TechEd Europe 2005 Personal Thoughts

On a more personal note, I had a couple of intense experiences during the week that have given me pause for thought (and no, I don't mean my headache the morning after the Heineken brewery - sorry about dragging you back out Jessica).

 

Firstly was spending a whole week in Amsterdam. Its been over ten years since I lived in the city and a week is the longest I've spent back there since. I found myself utterly loving the place all over again; I was very surprised just how strong the feeling of belonging was. Amsterdam is simply the best mix of big-city opportunity and small-town friendly that I've come across. Mind you, I found that the bar underneath my old apartment has been turned into a fish shop which was a bit of a shock. Now I'm causing domestic agitation by suggesting that maybe we should live there again one day.

 

Secondly, these talks were the first major audience presentations I've done in several years now - certainly the biggest since I gave up consultancy and retreated into my office/cave to do the product development that I enjoy so much. Well folks, it's a lot harder than I remember - I got dinged a bit in my feedback for presentation skills and I think fairly. (although pretty high marks in every other category - thank you). I simply hadn't realised how much this skill atrophies if you don't use it. It's something I used to be very confident at and I didn't like the feeling of not excelling one little bit. However, the reality is that a full-time developer at Microsoft doesn't generally spend a lot of time standing on a podium holding forth. Do I want to allow what skills I have remaining in that area to melt away? Should I be pushing to spend more time communicating our message? Should I forget it and concentrate on being the best back-room dev that I can be? I need to give this topic some thought, but I feel some hard choices creeping up on me.
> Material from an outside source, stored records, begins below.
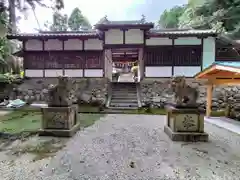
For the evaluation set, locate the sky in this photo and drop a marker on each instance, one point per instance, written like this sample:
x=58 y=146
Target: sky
x=94 y=10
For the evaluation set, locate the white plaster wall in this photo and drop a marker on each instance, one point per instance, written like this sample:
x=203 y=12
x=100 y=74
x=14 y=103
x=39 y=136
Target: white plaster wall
x=53 y=44
x=93 y=73
x=74 y=72
x=188 y=71
x=141 y=64
x=158 y=41
x=209 y=51
x=158 y=71
x=114 y=36
x=53 y=72
x=187 y=41
x=33 y=73
x=134 y=36
x=108 y=64
x=73 y=44
x=93 y=44
x=34 y=45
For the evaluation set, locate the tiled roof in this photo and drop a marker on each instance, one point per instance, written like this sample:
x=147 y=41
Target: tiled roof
x=105 y=21
x=231 y=64
x=55 y=34
x=180 y=32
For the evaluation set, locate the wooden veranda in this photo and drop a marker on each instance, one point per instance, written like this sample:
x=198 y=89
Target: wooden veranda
x=219 y=73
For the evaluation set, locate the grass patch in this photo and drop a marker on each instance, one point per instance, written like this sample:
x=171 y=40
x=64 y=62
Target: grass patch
x=22 y=121
x=87 y=120
x=41 y=150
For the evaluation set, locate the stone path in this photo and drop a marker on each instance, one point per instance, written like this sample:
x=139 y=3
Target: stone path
x=4 y=112
x=223 y=122
x=134 y=147
x=126 y=78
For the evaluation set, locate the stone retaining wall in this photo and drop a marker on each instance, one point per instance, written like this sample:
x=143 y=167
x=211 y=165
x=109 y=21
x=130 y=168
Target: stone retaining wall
x=36 y=89
x=157 y=92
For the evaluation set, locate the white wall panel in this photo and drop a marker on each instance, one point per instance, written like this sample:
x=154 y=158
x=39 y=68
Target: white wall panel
x=53 y=44
x=93 y=73
x=114 y=36
x=188 y=71
x=158 y=71
x=74 y=72
x=158 y=41
x=93 y=44
x=134 y=36
x=33 y=73
x=53 y=72
x=187 y=41
x=34 y=45
x=73 y=44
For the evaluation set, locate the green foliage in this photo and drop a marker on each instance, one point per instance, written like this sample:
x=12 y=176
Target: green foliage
x=9 y=78
x=77 y=20
x=61 y=22
x=169 y=18
x=223 y=16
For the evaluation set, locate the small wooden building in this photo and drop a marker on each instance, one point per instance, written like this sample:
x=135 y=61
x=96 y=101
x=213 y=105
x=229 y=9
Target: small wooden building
x=159 y=53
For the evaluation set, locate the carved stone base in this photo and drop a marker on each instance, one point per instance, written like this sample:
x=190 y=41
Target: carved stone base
x=59 y=121
x=185 y=124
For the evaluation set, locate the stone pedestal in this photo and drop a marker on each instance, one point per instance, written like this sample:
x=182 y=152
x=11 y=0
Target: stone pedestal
x=185 y=124
x=60 y=121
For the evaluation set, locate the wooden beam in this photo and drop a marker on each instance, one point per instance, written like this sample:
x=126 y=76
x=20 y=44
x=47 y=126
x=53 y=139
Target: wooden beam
x=225 y=81
x=209 y=99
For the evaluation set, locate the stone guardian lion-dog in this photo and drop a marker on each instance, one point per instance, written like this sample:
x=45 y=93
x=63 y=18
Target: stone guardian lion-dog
x=184 y=94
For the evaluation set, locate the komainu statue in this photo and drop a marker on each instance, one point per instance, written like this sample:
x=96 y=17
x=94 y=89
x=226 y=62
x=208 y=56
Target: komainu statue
x=61 y=94
x=184 y=94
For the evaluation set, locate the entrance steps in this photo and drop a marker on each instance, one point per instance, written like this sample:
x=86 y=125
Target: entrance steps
x=124 y=96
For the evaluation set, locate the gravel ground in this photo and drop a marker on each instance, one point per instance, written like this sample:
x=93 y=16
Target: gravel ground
x=134 y=147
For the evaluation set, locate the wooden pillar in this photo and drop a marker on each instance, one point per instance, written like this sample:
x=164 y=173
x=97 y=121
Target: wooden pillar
x=209 y=99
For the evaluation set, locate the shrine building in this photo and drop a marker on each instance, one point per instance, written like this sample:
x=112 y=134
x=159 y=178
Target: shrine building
x=159 y=53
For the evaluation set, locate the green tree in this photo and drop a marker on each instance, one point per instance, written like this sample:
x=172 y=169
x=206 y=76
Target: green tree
x=59 y=22
x=223 y=16
x=77 y=20
x=23 y=6
x=169 y=18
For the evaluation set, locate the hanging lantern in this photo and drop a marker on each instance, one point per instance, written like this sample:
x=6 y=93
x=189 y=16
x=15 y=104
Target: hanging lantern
x=3 y=31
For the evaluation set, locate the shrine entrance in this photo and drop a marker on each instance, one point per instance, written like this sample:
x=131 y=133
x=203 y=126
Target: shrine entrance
x=125 y=65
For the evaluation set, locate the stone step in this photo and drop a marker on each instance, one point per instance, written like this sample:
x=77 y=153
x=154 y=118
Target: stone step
x=113 y=100
x=124 y=90
x=124 y=96
x=112 y=104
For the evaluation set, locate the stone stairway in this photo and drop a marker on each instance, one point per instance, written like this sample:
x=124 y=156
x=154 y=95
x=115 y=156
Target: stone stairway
x=124 y=96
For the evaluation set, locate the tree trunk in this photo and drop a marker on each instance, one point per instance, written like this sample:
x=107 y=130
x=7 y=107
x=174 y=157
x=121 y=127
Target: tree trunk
x=12 y=17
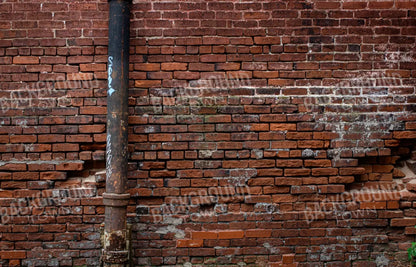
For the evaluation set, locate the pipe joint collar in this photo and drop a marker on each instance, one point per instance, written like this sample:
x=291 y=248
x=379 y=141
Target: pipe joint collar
x=115 y=200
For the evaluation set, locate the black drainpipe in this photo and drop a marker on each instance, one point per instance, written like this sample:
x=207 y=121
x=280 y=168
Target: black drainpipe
x=115 y=239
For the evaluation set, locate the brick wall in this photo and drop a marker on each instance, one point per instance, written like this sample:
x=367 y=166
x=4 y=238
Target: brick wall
x=262 y=133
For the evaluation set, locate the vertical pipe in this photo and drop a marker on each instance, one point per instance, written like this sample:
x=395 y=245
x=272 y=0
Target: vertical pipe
x=115 y=251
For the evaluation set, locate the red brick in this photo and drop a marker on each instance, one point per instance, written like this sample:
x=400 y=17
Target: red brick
x=25 y=60
x=201 y=235
x=189 y=243
x=231 y=234
x=13 y=254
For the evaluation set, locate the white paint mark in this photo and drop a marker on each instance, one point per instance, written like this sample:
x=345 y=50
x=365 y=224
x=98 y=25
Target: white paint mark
x=110 y=79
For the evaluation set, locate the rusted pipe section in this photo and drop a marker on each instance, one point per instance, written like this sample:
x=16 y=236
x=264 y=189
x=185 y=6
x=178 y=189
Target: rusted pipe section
x=115 y=251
Maybe if I work hard at it, Beat and Vin will invite me back for another try next year.

 

One thing I know for certain, when I was a paying punter at conferences like TechEd and the PDC, I was always overjoyed when a developer took to the stage. I was getting the real skinny from the guy who built the stuff. (Sometimes the presentation skills were a bit painful I admit). And I could go queue up and get my question answered by someone who likely really knew the answer. In those days, that mattered, because access to developers didn't happen all that often. Maybe in these days of blogs and easier access to the teams it's not so important. Perhaps the important thing is to have a quality communicator up on stage and just have them hand out the email address of the developer? What do you think?